Ce texte se situe dans un chapitre intitulé “Le Principe Déserteur” pages 133-134 du livre de F.G. Maugarlone: “Présentation de la France à ses enfants”. L’ouvrage a été édité chez Grasset en septembre 2009.
Rimbaud n’a pas laissé une œuvre, mais une tentative. Si l’alchimie du verbe n’aboutit qu’à une carrière littéraire, autant renoncer. Il l’a dit, homme de lettres, cela ne l’intéresse pas, la main à la plume comme la main à la charrue, c’est la misère. Mépris, il est vrai, que tout écrivain honorable éprouve peu ou prou, et qui le pousse parfois jusqu’à l’Académie Française. Poète et explorateur, lit-on sur la maison natale de Charleville. Mention pertinente, comme on aurait pu écrire à Lille: Charles de Gaulle, soldat et poète, homme politique et mémorialiste. Pour Rimbaud, explorateur convient mieux que littérateur. Au-delà de la poésie il s’est consacré à l’étude des langues, il s’est lancé à la quête de la langue universelle. Il a cherché le verbe philosophal, ne s’étant pas résigné à ce que l’acte d’expression fasse retomber dans notre médiocre immanence ce qui tendait au-delà.

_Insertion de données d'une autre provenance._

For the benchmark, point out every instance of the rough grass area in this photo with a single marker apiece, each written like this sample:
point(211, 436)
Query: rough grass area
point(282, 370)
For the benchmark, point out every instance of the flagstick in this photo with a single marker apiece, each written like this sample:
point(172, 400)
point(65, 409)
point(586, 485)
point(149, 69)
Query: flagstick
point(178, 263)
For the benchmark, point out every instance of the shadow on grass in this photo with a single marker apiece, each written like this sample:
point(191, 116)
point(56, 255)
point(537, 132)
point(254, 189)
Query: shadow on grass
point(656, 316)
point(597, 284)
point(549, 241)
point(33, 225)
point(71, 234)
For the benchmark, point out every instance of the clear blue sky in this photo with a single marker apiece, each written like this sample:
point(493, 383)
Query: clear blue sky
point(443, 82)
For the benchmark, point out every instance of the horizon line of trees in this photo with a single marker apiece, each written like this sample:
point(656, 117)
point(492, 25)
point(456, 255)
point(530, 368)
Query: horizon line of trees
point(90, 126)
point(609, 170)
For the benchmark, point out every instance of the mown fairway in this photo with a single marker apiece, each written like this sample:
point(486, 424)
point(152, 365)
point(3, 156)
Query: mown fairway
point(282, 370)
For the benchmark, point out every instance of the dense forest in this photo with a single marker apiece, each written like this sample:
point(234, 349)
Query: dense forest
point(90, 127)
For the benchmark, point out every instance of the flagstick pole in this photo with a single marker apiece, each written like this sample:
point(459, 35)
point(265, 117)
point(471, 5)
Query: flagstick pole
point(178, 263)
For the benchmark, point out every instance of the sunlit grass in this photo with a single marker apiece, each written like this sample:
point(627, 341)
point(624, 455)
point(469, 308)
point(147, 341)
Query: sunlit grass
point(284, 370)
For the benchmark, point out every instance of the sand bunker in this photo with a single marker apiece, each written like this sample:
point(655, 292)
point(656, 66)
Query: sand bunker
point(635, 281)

En définitive, la grandeur de Rimbaud, de saint Rimbaud, c’est de n’avoir cru qu’à l’enfer, d’avoir restreint notre faculté de croyance à cette certitude: l’enfer, c’est ici même. “Je me crois en enfer, donc j’y suis”, tel est le Cogito de Rimbaud. Il a admis qu’on n’est pas religieux contre la religion, et aussi bien que sans religion on est confronté au monde sans le blindage de l’illusion. Il ne s’arrête pas aux substituts, progressisme, socialisme, scientisme…
La suite qualifiée de “johannique”, elle aura été écrite sur les mêmes feuilles que le “livre païen” qui devait devenir Une saison en enfer – cet évangile noir, pour ne pas dire nègre comme lui-même. Texte impensable sans le christianisme, autant l’y annexer, indépendamment de la récupération claudelienne: le christianisme peut intégrer le combat contre le christianisme, étant la religion critique qui laisse le dogme à sa place. A son arrivée à Paris, il fut l’enfant prodige – terrible aussi – parmi les docteurs du Parnasse. A Jésus, Arthur fait une scène de ménage. Elle dure, une saison, non, ce sera une vie en enfer. Quand on pense qu’Aden signifie Eden… Il est affamé d’au-delà dès l’âge de la première communion, il se fait traiter de “sale petit bigot”, défendant héroïquement le bénitier contre une bande de garnements. “Intolérant, fanatique ” dit de lui Ernest Delahaye. Ame mystique désamarrée du christianisme, que nous dit-il? Que nous sommes cloués à des poteaux qui pourraient ne pas être la croix.